Upon inspecting it closely, I could see it had an amber glaze all over it that was yellowing heavily. Most likely the table had aluminum leaf on it as I found unglazed areas on the underside that were very bright and shiny. If it were the real deal, it certainly would have tarnished after all these years.

We started with this:


----------



## fauxlynn (Apr 28, 2011)

After showing her some samples of aluminum leaf, 23k yellow gold and palladium, she decided to go with a combination of Farrow and Ball paint and 23k yellow gold.

I started with sanding all over, wiping it down and then priming with BM oil primer. I do like F&B paint, it feels like butter, but in a white color such as 'Pointing', it took about seven coats.

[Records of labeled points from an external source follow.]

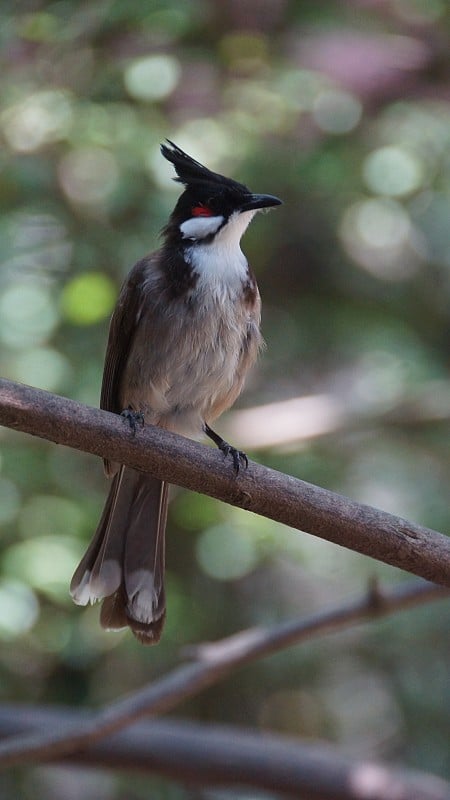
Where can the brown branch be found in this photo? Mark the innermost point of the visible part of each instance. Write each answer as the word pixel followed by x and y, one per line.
pixel 224 756
pixel 301 505
pixel 215 662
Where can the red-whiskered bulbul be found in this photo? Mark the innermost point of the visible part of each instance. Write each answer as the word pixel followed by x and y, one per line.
pixel 182 337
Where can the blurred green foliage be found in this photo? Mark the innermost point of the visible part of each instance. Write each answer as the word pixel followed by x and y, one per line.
pixel 341 109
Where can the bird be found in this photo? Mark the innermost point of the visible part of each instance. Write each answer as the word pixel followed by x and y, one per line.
pixel 182 337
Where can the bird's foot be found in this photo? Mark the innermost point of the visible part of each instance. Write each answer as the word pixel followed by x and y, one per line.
pixel 134 418
pixel 238 456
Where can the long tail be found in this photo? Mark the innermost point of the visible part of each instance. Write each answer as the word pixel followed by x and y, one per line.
pixel 124 564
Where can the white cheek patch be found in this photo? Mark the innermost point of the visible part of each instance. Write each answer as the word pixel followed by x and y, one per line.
pixel 200 227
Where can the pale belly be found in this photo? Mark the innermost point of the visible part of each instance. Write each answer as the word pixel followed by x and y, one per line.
pixel 192 371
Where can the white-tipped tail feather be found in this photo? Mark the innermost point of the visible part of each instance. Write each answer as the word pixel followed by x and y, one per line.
pixel 124 564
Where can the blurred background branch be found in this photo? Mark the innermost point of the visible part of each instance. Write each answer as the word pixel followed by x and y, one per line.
pixel 215 756
pixel 213 662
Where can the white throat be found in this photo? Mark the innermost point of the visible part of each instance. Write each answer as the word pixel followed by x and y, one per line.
pixel 220 264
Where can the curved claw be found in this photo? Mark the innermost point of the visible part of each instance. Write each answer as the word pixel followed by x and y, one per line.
pixel 238 456
pixel 133 418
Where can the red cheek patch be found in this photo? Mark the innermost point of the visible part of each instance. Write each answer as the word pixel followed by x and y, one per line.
pixel 201 211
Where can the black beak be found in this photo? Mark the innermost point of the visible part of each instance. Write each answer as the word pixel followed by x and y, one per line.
pixel 255 201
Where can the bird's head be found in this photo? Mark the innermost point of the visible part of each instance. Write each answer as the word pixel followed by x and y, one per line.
pixel 211 204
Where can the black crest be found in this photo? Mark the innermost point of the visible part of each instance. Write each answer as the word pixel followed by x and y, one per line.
pixel 191 172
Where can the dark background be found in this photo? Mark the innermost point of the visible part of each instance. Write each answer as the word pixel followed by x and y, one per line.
pixel 343 110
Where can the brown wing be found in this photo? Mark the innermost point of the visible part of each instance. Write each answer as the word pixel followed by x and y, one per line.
pixel 123 325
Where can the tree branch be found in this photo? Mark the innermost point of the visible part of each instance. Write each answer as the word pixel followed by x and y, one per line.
pixel 223 756
pixel 301 505
pixel 215 662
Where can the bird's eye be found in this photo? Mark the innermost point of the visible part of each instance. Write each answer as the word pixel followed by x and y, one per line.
pixel 201 211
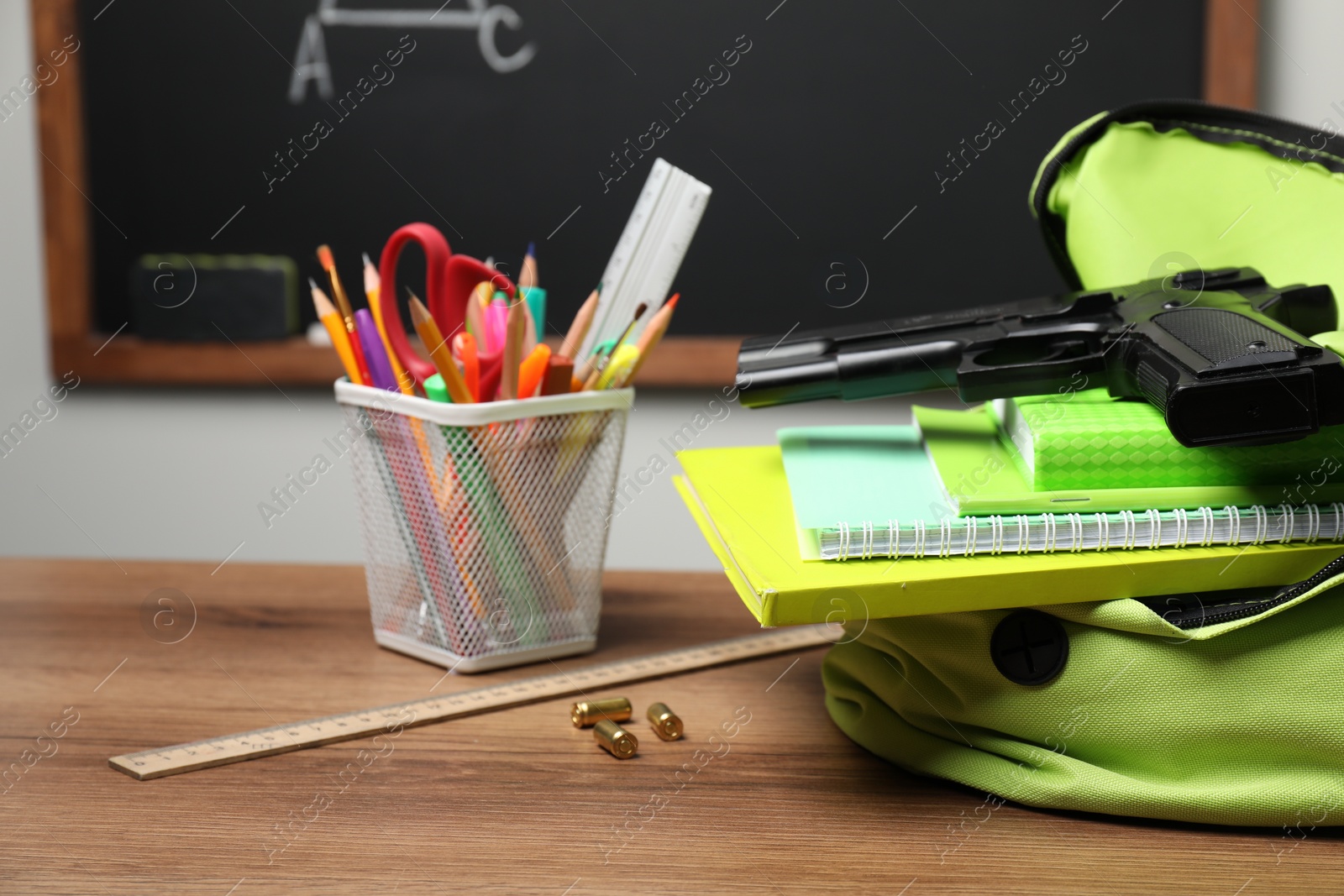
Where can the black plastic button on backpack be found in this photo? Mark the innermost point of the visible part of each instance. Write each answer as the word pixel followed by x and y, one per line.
pixel 1030 647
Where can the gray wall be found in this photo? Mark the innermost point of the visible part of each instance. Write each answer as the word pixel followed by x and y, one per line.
pixel 179 474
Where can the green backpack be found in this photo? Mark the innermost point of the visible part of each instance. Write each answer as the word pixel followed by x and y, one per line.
pixel 1222 707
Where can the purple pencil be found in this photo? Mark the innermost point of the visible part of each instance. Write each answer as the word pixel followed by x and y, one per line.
pixel 373 344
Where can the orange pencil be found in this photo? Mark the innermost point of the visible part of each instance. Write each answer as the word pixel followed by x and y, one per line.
pixel 606 359
pixel 464 348
pixel 336 329
pixel 530 333
pixel 514 329
pixel 438 352
pixel 328 262
pixel 371 286
pixel 559 371
pixel 476 320
pixel 580 328
pixel 651 338
pixel 528 277
pixel 533 369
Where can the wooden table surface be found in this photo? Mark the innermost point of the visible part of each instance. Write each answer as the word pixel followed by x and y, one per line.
pixel 511 802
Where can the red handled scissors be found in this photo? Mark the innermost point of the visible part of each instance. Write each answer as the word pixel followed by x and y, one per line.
pixel 449 282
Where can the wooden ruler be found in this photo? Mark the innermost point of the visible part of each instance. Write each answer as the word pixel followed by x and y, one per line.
pixel 351 726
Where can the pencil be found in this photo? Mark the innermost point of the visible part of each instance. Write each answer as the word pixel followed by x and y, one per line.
pixel 371 286
pixel 559 372
pixel 533 369
pixel 530 332
pixel 328 262
pixel 651 338
pixel 580 328
pixel 528 277
pixel 475 322
pixel 514 333
pixel 597 369
pixel 336 329
pixel 464 347
pixel 437 347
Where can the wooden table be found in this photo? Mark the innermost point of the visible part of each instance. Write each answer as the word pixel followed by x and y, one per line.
pixel 512 802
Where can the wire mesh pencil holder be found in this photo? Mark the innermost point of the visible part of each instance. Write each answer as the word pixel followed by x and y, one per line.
pixel 484 526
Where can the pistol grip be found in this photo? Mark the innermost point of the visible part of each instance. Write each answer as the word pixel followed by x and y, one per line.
pixel 1226 378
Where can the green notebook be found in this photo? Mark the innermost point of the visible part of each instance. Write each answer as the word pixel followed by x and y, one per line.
pixel 739 499
pixel 842 476
pixel 1092 441
pixel 871 490
pixel 981 479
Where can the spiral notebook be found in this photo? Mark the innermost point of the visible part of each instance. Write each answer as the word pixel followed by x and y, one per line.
pixel 864 492
pixel 739 500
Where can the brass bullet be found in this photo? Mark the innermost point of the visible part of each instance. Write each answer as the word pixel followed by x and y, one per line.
pixel 589 712
pixel 615 739
pixel 665 723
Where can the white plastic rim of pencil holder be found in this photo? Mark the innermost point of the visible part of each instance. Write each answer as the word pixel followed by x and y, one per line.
pixel 481 412
pixel 533 499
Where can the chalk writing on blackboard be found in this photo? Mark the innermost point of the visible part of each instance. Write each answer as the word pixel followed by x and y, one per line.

After a few coats of white, I started painting the carved areas in Mars Red, a BM color to simulate bole, which is a traditional red clay layer that I'm not using....


----------



## Seth The Painter (Jun 24, 2015)

This is amazing work. I love this look.


----------



## fauxlynn (Apr 28, 2011)

Once I got the red on the carved parts, I applied an oil size used for gilding. The wait time on the size can be anywhere up to three hours with the brand I used. So basically, apply size on only the areas you can finish in a reasonable time, wait for it to tack up....in this case it was about two hours ish each time. Then apply leaf like crazy before the tack is gone. I just cut the book of gold with a straightedge and a knife, pressed small sections onto the table parts, sort of tamp it down with a soft brush and lastly, very lightly burnish with a soft cotton cloth.


----------



## Epoxy Pro (Oct 7, 2012)

Looks amazing.


----------



## fauxlynn (Apr 28, 2011)

The final product. My client was very happy. She ended up with the lighter, brighter look she was after.


----------



## fauxlynn (Apr 28, 2011)

It was about six days work, lots of touch up as you can imagine back and forth between the white and red.

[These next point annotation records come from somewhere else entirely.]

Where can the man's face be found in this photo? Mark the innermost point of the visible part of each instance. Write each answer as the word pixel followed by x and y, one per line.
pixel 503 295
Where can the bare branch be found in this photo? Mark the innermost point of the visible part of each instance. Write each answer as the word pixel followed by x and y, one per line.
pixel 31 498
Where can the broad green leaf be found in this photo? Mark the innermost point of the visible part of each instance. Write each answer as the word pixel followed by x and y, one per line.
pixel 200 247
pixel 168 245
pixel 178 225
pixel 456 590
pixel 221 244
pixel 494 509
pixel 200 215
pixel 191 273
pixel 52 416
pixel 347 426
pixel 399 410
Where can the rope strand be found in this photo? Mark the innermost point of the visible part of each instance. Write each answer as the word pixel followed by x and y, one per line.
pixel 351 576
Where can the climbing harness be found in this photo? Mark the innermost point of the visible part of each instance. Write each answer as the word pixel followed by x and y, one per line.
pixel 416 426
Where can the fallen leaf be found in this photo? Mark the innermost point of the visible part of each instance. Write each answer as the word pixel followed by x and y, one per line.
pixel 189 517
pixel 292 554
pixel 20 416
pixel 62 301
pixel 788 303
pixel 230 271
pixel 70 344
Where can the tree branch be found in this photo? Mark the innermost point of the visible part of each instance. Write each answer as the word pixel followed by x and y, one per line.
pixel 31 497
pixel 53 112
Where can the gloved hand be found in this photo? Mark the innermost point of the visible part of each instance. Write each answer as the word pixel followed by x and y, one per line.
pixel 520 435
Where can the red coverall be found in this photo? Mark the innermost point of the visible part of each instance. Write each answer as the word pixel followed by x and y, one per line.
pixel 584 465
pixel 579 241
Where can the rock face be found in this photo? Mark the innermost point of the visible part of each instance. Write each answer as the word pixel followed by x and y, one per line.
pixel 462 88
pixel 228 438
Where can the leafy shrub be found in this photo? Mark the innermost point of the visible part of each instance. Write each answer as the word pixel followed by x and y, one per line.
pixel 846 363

But in fairness, six days includes 3 1/2 hrs drive time every day to DC, 9/10 hour days.


----------



## Seth The Painter (Jun 24, 2015)

Wow I liked the first pic I thought you where done when I replied. Had no clue you where making it gold. You are a true professional. It looks like a masterpiece!


----------



## fauxlynn (Apr 28, 2011)

Thanks, but I'm a fake painter. I wish I knew half the stuff you guys do about sprayers, different paints,etc. I'm fortunate to ocassionally come upon a client with money that allows me the luxury to work with beautiful materials and cool stuff.


----------



## stelzerpaintinginc. (May 9, 2012)

fauxlynn said:


> It was about six days work, lots of touch up as you can imagine back and forth between the white and red.
> 
> But in fairness, six days includes 3 1/2 hrs drive time every day to DC, 9/10 hour days.


That's beautiful!

Do they ever give you the option of taking it back to your place to work on it? Can't imagine the time you spent just driving back/forth. 

And, have you ever considered spraying the piece first when you're just looking for a solid base-coat? Just curious, (and interested) Very cool work.


----------



## fauxlynn (Apr 28, 2011)

Troy, I do usually take things back to my basement workspace. 

This was my first time working with this client, and even though she trusted me, she didn't reeeeeeeealy trust me. Sometimes it takes a bit working with people that don't see the big picture. Subsequently, I have taken a table, heavy silk upholstered side chair, a mirror and two footstools all back to my shop. Next week I'll be removing two more chairs from her apartment. I guess she trusts me now.

I wish I knew how to spray and I wish I had space for a spraybooth. Now if I need something shot, I take it to my buddies Ed and Brent. They do a lot of furniture here in Baltimore.


----------



## daArch (Mar 15, 2008)

VARRRRRRY VARRRRY nice Lynn. And to think there is one idiot here who thinks he could teach YOU sumthin.


:thumbup: :thumbup: :thumbsup: :thumbsup: :notworthy: :notworthy:


----------



## Admin (Jan 4, 2010)

@fauxlynn that is absolutely stunning! WOW! :notworthy:


----------



## michael tust (Mar 6, 2009)

fauxlynn said:


> Thanks, but I'm a fake painter. I wish I knew half the stuff you guys do about sprayers, different paints,etc. I'm fortunate to ocassionally come upon a client with money that allows me the luxury to work with beautiful materials and cool stuff.


Thumbs up Lynn...
Michael Tust


Nicely Done
Laura Tust


----------



## jennifertemple (Oct 30, 2011)

:thumbup: Beautiful!!!:thumbup: Take a bow!:notworthy:


----------